A useful tool and investment for any actor wishing to enter the entertainment industry, or rather an added extra cost that seems perhaps less ‘vital’ than crucial other expenditures when beginning one’s career. Is vocal training truly necessary to succeed as a performer, and more importantly is it worth it?!
As a drama school graduate myself I found vocal training dominated a great deal of my classes and time during the 3 year learning process. Supporting one’s breathe, projecting to the back of a space, using select techniques in which to keep the voice healthy, but is this something people need to spend money on? Hopefully this article will give you some options to weigh up and provide you with a clearer opinion as a result.
Let’s first start with the positives of having a firm vocal training, most commonly utilised in drama schools, but also seen to be used across many social based platforms in recent years. Platforms such as motivational speaking, singing, presenting and even as a way of building ones confidence via the way they control and monitor their voice. Our instrument requires a great deal of TLC to function at its fullest capacity and when entering a large London based theatre, or rather auditorium, you will need to project and strike your voice across a vast amount of space. To do this requires technique, but I suppose again the question remains does this kind of training need to be the pinnacle of 3 years of study? Funnily enough my course was sponsored and supported by well known Hollywood star Kevin Spacey, a man who visited a fair few occasions to offer his guidance on student monologues and help advise us on the difficult rise to becoming an actor.
As a course we were invited to see his one man performance at The Old Vic Theatre, to which he was artistic director for many years, and attend an after show discussion with him to ask some brewing questions we had.
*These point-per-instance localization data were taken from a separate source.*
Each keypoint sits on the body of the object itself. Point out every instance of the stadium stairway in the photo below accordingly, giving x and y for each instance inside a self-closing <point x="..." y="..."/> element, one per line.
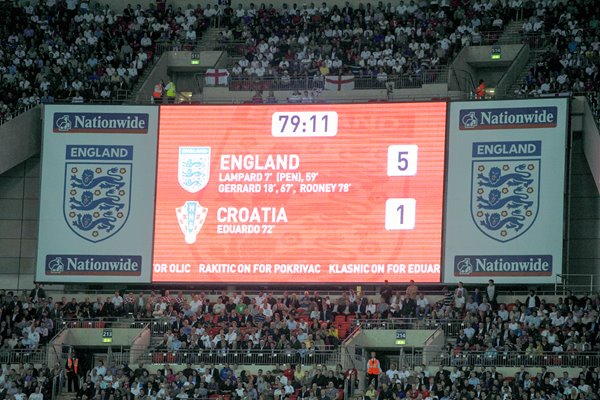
<point x="512" y="30"/>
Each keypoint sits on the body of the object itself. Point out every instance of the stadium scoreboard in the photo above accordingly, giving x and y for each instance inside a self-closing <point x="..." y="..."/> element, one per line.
<point x="306" y="193"/>
<point x="327" y="193"/>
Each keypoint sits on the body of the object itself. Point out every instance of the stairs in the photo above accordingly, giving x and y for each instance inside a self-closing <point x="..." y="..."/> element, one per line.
<point x="512" y="33"/>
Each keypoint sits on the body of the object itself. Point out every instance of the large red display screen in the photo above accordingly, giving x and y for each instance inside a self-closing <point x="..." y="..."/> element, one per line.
<point x="300" y="193"/>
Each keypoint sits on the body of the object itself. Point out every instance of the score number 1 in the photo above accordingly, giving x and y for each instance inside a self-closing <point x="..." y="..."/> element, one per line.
<point x="400" y="213"/>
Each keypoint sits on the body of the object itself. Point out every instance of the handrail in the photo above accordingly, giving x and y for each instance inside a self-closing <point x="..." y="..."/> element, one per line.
<point x="515" y="359"/>
<point x="427" y="76"/>
<point x="234" y="356"/>
<point x="563" y="280"/>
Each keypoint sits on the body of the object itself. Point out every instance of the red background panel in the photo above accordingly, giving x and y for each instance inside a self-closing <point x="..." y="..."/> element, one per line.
<point x="322" y="228"/>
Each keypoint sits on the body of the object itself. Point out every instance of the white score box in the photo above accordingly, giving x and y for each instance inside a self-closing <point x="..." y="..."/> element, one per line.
<point x="400" y="214"/>
<point x="402" y="159"/>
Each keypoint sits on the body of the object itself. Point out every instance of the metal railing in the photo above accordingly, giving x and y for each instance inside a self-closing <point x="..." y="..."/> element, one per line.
<point x="450" y="327"/>
<point x="21" y="356"/>
<point x="254" y="356"/>
<point x="575" y="283"/>
<point x="237" y="83"/>
<point x="514" y="359"/>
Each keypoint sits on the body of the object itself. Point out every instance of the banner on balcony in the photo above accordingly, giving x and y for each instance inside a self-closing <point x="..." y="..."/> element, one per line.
<point x="340" y="82"/>
<point x="216" y="77"/>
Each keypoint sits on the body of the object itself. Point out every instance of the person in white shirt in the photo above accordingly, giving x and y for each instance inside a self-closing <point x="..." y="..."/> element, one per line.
<point x="37" y="395"/>
<point x="100" y="369"/>
<point x="423" y="307"/>
<point x="392" y="372"/>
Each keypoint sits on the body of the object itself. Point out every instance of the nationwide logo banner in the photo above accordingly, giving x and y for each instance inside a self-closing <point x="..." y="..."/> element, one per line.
<point x="97" y="194"/>
<point x="505" y="192"/>
<point x="508" y="118"/>
<point x="496" y="265"/>
<point x="88" y="122"/>
<point x="83" y="264"/>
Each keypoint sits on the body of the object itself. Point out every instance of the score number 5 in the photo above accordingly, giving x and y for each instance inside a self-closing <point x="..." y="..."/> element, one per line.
<point x="402" y="159"/>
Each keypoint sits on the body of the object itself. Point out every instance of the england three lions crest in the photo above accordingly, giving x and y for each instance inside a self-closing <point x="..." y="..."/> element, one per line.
<point x="505" y="192"/>
<point x="194" y="168"/>
<point x="97" y="192"/>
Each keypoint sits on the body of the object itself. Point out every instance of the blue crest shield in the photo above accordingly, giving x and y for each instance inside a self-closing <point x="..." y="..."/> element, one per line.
<point x="96" y="198"/>
<point x="193" y="168"/>
<point x="505" y="196"/>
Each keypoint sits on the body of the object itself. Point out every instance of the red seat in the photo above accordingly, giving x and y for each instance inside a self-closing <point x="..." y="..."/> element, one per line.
<point x="158" y="358"/>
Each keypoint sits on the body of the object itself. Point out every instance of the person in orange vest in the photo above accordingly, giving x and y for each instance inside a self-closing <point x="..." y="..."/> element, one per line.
<point x="373" y="370"/>
<point x="480" y="90"/>
<point x="158" y="91"/>
<point x="72" y="369"/>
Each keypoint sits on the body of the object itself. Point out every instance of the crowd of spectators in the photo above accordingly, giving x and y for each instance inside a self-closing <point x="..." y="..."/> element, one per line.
<point x="485" y="383"/>
<point x="26" y="382"/>
<point x="570" y="65"/>
<point x="25" y="319"/>
<point x="68" y="50"/>
<point x="236" y="321"/>
<point x="286" y="381"/>
<point x="311" y="40"/>
<point x="531" y="327"/>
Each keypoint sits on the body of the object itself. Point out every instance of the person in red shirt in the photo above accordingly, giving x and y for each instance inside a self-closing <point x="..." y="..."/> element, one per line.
<point x="480" y="90"/>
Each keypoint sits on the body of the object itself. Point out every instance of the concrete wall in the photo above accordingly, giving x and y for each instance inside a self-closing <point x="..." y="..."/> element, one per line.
<point x="93" y="337"/>
<point x="20" y="139"/>
<point x="19" y="213"/>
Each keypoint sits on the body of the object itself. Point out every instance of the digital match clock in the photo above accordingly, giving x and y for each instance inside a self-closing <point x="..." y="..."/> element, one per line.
<point x="304" y="124"/>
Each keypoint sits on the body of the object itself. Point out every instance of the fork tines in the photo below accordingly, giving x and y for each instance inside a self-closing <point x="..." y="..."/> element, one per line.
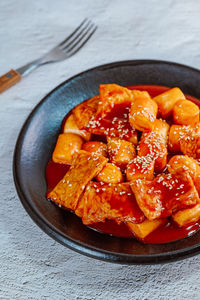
<point x="78" y="37"/>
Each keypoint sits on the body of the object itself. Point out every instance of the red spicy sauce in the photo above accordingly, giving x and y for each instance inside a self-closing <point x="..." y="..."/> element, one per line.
<point x="164" y="234"/>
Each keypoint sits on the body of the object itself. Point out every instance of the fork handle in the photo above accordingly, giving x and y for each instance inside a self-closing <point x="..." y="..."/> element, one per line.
<point x="9" y="79"/>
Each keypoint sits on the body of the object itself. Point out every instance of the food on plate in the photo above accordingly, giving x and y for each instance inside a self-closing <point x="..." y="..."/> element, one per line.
<point x="167" y="100"/>
<point x="67" y="145"/>
<point x="85" y="167"/>
<point x="120" y="152"/>
<point x="143" y="113"/>
<point x="133" y="160"/>
<point x="143" y="229"/>
<point x="185" y="112"/>
<point x="70" y="126"/>
<point x="95" y="147"/>
<point x="110" y="174"/>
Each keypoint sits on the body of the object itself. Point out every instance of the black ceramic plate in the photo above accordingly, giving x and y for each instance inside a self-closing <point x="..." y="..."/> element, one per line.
<point x="36" y="143"/>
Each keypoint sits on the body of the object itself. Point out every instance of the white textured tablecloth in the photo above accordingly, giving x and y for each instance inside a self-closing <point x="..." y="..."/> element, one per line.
<point x="32" y="265"/>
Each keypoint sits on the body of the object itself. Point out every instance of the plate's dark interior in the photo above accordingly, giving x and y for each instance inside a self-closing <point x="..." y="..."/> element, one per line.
<point x="37" y="140"/>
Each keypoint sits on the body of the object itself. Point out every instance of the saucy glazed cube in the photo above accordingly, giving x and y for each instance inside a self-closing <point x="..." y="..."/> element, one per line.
<point x="95" y="147"/>
<point x="85" y="167"/>
<point x="140" y="168"/>
<point x="167" y="193"/>
<point x="120" y="152"/>
<point x="145" y="228"/>
<point x="111" y="95"/>
<point x="183" y="164"/>
<point x="190" y="142"/>
<point x="70" y="126"/>
<point x="167" y="100"/>
<point x="185" y="112"/>
<point x="162" y="128"/>
<point x="153" y="145"/>
<point x="110" y="174"/>
<point x="185" y="139"/>
<point x="143" y="113"/>
<point x="67" y="145"/>
<point x="187" y="216"/>
<point x="175" y="134"/>
<point x="109" y="201"/>
<point x="85" y="111"/>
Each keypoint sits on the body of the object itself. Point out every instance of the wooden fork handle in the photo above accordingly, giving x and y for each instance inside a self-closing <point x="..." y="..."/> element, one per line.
<point x="9" y="79"/>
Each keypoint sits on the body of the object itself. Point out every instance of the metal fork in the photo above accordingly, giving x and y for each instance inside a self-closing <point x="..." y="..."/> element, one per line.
<point x="72" y="44"/>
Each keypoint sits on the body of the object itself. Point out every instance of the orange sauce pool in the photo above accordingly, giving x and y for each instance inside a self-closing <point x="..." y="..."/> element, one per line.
<point x="164" y="234"/>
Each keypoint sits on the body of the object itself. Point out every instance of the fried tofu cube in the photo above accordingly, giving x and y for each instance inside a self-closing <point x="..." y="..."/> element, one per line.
<point x="181" y="164"/>
<point x="134" y="138"/>
<point x="185" y="112"/>
<point x="70" y="126"/>
<point x="120" y="152"/>
<point x="145" y="228"/>
<point x="85" y="111"/>
<point x="167" y="193"/>
<point x="110" y="174"/>
<point x="143" y="113"/>
<point x="149" y="202"/>
<point x="167" y="100"/>
<point x="140" y="168"/>
<point x="153" y="145"/>
<point x="162" y="128"/>
<point x="111" y="95"/>
<point x="190" y="142"/>
<point x="187" y="216"/>
<point x="67" y="145"/>
<point x="185" y="139"/>
<point x="109" y="202"/>
<point x="175" y="134"/>
<point x="68" y="191"/>
<point x="95" y="147"/>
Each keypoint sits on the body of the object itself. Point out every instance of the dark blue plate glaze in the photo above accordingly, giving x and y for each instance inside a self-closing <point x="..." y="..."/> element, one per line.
<point x="36" y="142"/>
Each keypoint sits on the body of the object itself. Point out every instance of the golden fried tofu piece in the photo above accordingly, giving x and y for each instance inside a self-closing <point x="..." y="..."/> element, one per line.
<point x="67" y="145"/>
<point x="133" y="138"/>
<point x="85" y="167"/>
<point x="120" y="152"/>
<point x="162" y="128"/>
<point x="180" y="164"/>
<point x="185" y="139"/>
<point x="113" y="94"/>
<point x="95" y="147"/>
<point x="167" y="193"/>
<point x="70" y="126"/>
<point x="167" y="100"/>
<point x="143" y="113"/>
<point x="85" y="111"/>
<point x="116" y="128"/>
<point x="110" y="174"/>
<point x="175" y="134"/>
<point x="109" y="202"/>
<point x="145" y="228"/>
<point x="153" y="145"/>
<point x="187" y="216"/>
<point x="140" y="167"/>
<point x="190" y="142"/>
<point x="185" y="112"/>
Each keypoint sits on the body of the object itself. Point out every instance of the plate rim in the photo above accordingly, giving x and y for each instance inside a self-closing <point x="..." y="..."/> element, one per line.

One student mentioned the role of vocal training and its MANY areas of focus, querying whether the voice needed such attention and if Mr Spacey himself readily practiced or attempted to ground and/or support his voice on or before coming on set. Spacey’s response was a tad unexpected, ‘in my opinion you have only got one voice so use it, sometimes I scream to the back of a space and care little about support. If you want to convey emotion with the voice go for it and screw technique, don’t hold back!’ At this point all our vocal coaches turned away in slight despair (as you can imagine) whilst our minds were sent spinning after a radical speech brought all the work our coaches had passed on to us into question. Not everyone works in the same way and although Kevin Spacey is a respected actor and director his way of working will differ I’m sure tremendously from others. Still doesn’t hurt to question the norm.
Moving on deeper into the expenditure of a vocal coach may prove surprisingly costly when compared to the added extras within a set drama course. Private attention and training costs and it is up to the individual whether they consider this to be the more worthwhile option, or if the money should be spent on something more beneficial. Such as spotlight (casting sites), travel expenses to auditions, creating showreels, etc. Actors have a lot to invest in and in the grand scheme of things is vocal training just slowing down and wasting away the already limited budget many people don’t have to waste. I suppose if you are successful in the future, or the company hiring you believes a little vocal attention is necessary then a situation like that has a great deal more positives, but if you are a recent graduate with a debt the size of Mount Everest over you then…well you be the judge. Then does all that 3 year vocal training at drama school disappear without practice or a guiding hand to take you any further?
Questions, varying prospectives and no answers, but like many things in the arts industry you never reach a definite end, but rather the end of a chapter in the knowledge of starting a brand new one shortly after. Vocal training can be costly, but whether this cost becomes an investment is up to the individual to decide.